Terebinth, turpentine tree (Eng), terebinto, cornicabra (Spa), noguereta, noguerola (Cat), ahunt-zadarra (Baq), escornacabra (gall,); cornalheira (Por).
“The south is covered by various species of terebinth that produce a very important resin, mastic, which is greatly used in the arts and even in medicine”.
‘Archipelago on fire’, Jules Verne
This is a branching shrub that attains the form of small tree about 5 m tall, although specimens are known that have reached a height of 10 m. Its bark is greyish or brown and cracks with age. Its leaves are deciduous and compound, made up of 5 or 7 oval leaflets whose margin is entire and which have a reddish or pink stalk. There are male and female trees, both of which bear flowers that are not showy and have no petals.
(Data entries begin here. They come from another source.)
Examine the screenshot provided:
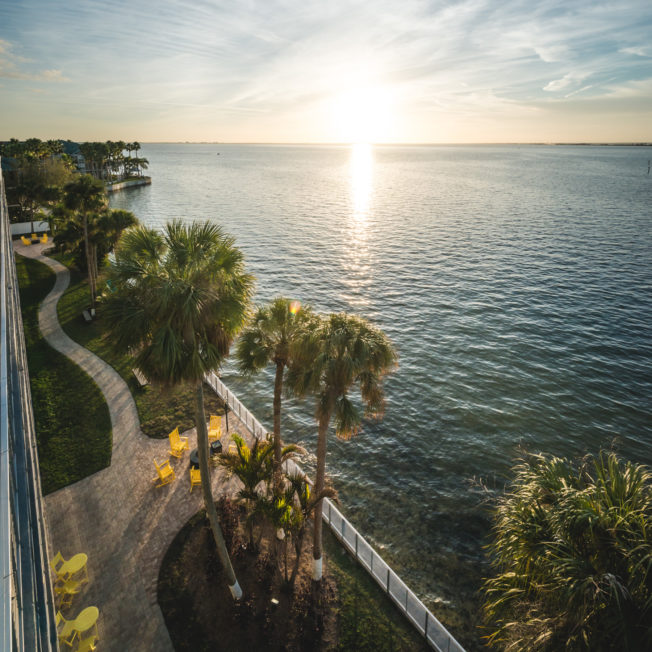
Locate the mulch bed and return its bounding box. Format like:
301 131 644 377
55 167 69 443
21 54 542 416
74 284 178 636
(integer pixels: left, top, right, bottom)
158 499 338 652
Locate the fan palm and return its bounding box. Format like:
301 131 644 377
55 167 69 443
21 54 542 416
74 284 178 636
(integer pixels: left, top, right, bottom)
63 174 108 308
484 454 652 652
218 433 305 548
236 297 312 491
105 221 253 599
288 313 397 581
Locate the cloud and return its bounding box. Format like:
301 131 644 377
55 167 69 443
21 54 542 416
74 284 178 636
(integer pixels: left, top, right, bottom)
534 45 568 63
0 39 70 83
543 72 589 92
618 46 650 57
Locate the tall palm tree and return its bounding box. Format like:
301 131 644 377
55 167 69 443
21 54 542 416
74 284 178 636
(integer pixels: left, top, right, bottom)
105 221 253 599
288 313 397 581
236 297 314 490
63 174 108 308
484 453 652 652
262 473 336 587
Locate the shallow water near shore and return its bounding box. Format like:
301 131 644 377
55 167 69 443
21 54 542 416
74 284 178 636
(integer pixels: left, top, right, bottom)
111 144 652 647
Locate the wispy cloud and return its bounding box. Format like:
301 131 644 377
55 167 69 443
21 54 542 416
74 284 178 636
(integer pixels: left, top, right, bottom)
0 0 652 140
0 39 70 82
619 45 652 57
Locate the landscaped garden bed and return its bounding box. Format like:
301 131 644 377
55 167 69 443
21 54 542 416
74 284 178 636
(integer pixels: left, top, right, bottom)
53 255 224 438
158 499 430 652
15 256 111 494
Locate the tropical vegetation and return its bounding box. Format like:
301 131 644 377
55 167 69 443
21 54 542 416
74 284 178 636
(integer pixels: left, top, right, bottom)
79 140 149 182
484 452 652 652
16 256 111 494
0 138 75 231
236 297 314 491
104 221 253 599
288 313 397 581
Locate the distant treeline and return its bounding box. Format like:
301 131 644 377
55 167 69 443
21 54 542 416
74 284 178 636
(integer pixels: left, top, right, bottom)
0 138 149 182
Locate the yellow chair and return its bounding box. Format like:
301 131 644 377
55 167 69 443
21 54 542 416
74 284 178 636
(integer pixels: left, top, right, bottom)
72 607 100 649
76 634 98 652
168 428 188 457
208 414 222 441
56 611 75 647
152 460 176 487
54 580 83 607
190 467 201 493
50 552 88 582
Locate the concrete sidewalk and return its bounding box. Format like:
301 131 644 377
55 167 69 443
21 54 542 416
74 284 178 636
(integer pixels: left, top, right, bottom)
14 241 246 652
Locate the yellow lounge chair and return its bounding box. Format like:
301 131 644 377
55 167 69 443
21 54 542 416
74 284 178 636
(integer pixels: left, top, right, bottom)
152 460 177 487
190 467 201 493
54 580 83 607
208 414 222 441
168 428 189 457
50 552 88 582
72 607 100 649
56 611 75 648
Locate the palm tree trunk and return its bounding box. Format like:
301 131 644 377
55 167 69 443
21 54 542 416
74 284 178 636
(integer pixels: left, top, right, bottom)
285 528 305 586
312 406 332 582
195 380 242 600
274 361 285 493
83 215 95 308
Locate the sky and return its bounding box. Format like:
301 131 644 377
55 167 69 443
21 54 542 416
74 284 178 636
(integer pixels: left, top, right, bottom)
0 0 652 143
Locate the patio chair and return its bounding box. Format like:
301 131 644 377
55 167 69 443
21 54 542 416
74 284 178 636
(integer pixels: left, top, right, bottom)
168 428 189 457
54 580 83 607
208 414 222 441
76 634 99 652
152 459 176 487
190 467 201 493
72 607 100 649
50 552 88 582
76 634 99 652
56 611 75 648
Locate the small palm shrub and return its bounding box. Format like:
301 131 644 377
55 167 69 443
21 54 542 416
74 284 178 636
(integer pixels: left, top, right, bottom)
483 453 652 652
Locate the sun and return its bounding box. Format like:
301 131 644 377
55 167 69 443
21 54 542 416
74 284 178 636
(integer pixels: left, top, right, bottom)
331 87 394 143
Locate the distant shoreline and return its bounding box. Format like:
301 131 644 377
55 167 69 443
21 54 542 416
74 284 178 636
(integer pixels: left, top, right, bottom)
143 140 652 147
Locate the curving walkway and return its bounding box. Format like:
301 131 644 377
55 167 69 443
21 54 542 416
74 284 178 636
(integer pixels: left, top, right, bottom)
14 241 246 652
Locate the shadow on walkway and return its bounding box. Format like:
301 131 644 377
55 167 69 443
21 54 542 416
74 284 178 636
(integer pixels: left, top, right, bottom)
14 241 246 652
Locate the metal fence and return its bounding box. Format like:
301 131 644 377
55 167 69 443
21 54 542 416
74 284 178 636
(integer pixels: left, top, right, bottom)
0 157 58 652
206 372 464 652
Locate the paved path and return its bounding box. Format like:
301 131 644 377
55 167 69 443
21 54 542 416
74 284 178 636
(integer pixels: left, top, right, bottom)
14 241 245 652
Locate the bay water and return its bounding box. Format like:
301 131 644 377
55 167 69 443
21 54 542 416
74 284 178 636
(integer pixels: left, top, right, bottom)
111 144 652 648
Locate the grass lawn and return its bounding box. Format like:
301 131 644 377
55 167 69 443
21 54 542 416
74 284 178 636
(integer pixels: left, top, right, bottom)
158 501 431 652
16 256 112 494
53 255 223 438
323 524 432 652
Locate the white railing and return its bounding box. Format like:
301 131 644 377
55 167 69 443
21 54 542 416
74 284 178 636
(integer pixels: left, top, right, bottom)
0 157 58 652
206 372 464 652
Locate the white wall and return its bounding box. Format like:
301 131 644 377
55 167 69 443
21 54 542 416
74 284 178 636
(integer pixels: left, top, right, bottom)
11 220 50 235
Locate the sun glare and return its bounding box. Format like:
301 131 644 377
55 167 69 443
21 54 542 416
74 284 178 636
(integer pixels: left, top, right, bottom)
331 88 393 143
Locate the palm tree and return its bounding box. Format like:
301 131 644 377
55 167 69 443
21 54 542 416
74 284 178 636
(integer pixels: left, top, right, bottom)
288 313 397 581
262 473 336 587
63 174 107 308
218 433 273 549
218 433 305 549
236 297 313 490
105 221 253 599
484 453 652 652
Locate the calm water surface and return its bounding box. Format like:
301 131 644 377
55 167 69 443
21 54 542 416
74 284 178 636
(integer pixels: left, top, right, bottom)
111 144 652 647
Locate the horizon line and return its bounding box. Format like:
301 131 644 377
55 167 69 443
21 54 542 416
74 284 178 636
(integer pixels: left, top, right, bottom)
134 140 652 147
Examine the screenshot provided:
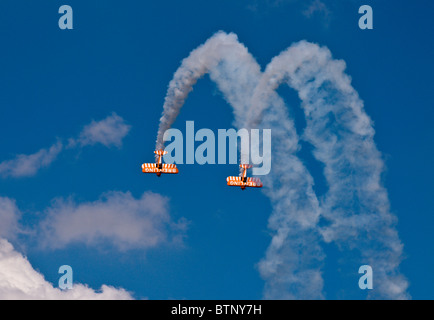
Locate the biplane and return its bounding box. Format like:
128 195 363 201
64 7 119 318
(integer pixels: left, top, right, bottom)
226 164 262 190
142 150 179 177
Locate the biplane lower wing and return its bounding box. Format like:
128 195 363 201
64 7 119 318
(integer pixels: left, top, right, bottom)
226 177 262 188
142 163 179 174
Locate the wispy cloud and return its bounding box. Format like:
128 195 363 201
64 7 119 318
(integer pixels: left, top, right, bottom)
70 113 131 148
0 113 131 178
0 239 133 300
157 31 409 299
0 197 21 239
303 0 330 18
38 192 187 250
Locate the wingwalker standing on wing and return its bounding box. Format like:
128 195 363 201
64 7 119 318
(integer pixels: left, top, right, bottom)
226 164 262 190
142 150 179 177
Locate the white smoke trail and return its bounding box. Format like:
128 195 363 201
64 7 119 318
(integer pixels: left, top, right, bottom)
247 41 409 299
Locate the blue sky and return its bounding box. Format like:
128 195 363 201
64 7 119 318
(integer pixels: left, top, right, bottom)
0 0 434 299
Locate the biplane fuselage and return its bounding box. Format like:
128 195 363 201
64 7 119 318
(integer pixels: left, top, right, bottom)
142 150 179 177
226 164 262 190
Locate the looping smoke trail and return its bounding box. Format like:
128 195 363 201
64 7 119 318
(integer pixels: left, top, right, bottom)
157 32 407 299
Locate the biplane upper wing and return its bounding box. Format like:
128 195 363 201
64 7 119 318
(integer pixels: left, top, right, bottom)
142 163 179 174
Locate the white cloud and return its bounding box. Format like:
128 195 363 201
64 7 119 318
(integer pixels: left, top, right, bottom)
0 239 133 300
0 142 63 178
73 113 131 148
40 192 186 250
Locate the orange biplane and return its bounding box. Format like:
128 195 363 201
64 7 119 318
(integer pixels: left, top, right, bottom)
142 150 179 177
226 164 262 190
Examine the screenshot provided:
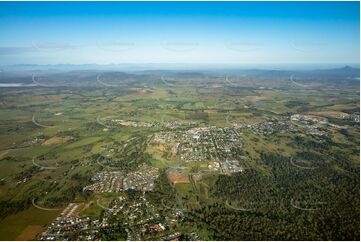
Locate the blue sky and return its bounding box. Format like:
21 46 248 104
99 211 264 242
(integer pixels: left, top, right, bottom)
0 2 360 64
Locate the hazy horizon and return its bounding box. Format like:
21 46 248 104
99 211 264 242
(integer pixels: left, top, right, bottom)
0 2 360 65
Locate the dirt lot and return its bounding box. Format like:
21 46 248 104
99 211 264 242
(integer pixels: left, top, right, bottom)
43 136 73 145
168 174 189 185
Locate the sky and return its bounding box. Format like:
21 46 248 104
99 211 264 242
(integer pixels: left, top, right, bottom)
0 2 360 65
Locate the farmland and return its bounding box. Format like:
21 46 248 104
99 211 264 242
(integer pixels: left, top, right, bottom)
0 67 360 240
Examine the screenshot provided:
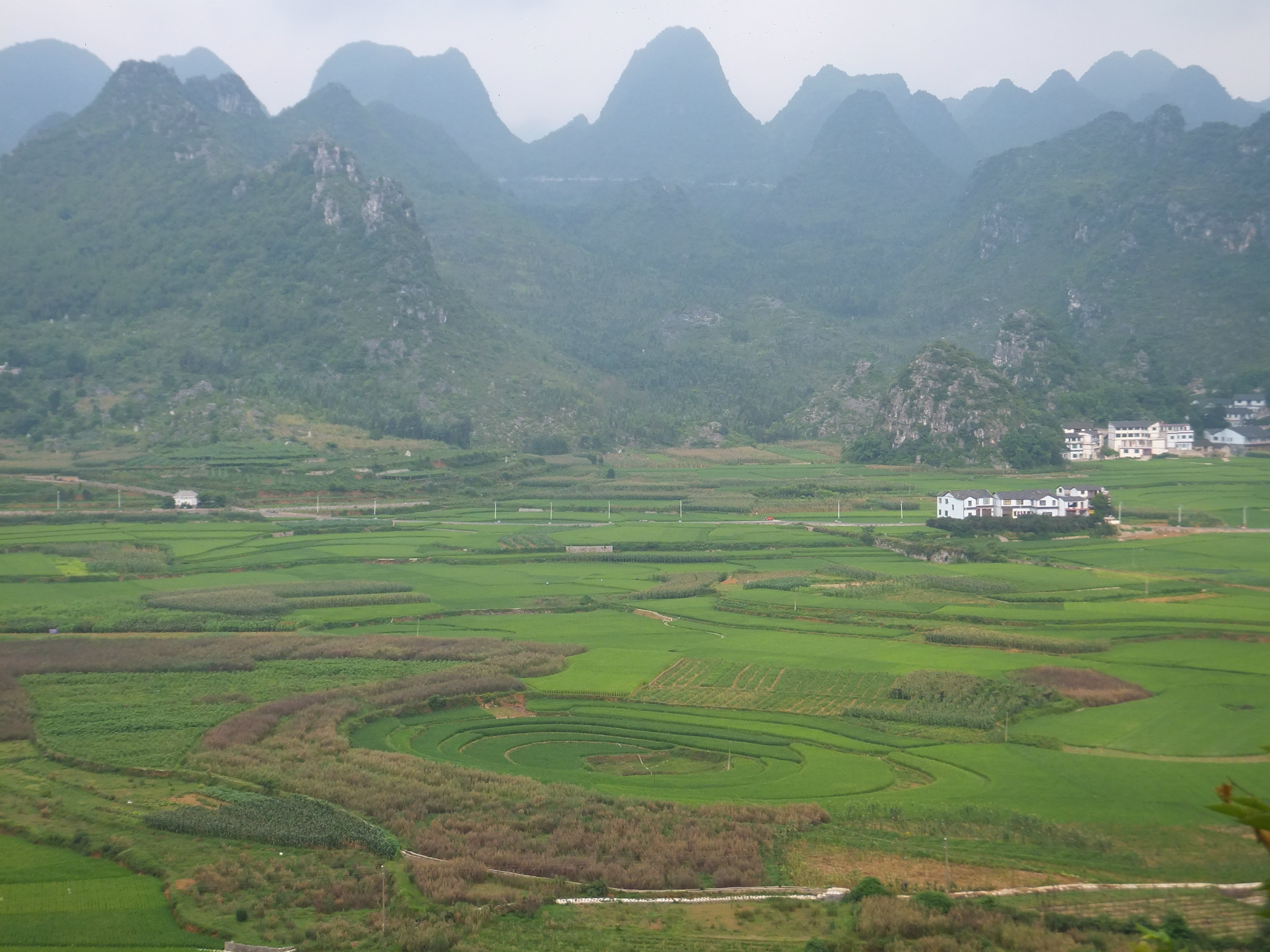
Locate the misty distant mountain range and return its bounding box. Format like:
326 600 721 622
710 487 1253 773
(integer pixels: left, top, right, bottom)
0 28 1270 452
0 27 1270 174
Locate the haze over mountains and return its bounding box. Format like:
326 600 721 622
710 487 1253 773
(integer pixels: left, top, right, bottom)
0 28 1270 458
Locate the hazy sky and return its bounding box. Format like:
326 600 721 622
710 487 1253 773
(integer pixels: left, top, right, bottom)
0 0 1270 138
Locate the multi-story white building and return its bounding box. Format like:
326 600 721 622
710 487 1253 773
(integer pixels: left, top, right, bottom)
1058 482 1111 499
935 486 1106 519
1063 426 1106 459
1225 394 1266 426
1106 420 1195 459
992 490 1063 519
1204 426 1270 452
935 490 996 519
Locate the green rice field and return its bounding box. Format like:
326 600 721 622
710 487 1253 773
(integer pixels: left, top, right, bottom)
0 837 205 952
0 447 1270 948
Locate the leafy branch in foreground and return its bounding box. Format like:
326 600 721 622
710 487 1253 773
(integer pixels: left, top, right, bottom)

The ripe fruits are pea-sized, dry, and oval. They appear in large groups which acquire a very eye-catching pink colour when they ripen.
This plant is found in Mediterranean forests accompanying holm oaks, cork oaks, olive trees, and pines. On the Iberian Peninsula it only occasionally occurs as stands, which tend to be open, while in the eastern Mediterranean it forms true forests. It colonises rocky areas and is sometimes seen growing in crevices, walls and even on old buildings. This species is indifferent to soil type and is found from sea level up to altitudes of 1500 m.
The terebinth is native to the Mediterranean basin, with some Eurosiberian enclaves located in northwestern Spain, but it does best in the Greek islands, Syria and Palestine. It extends over almost the entire Iberian Peninsula, including the particularly significant Cornetales de la Sierra Mágina, Jaén.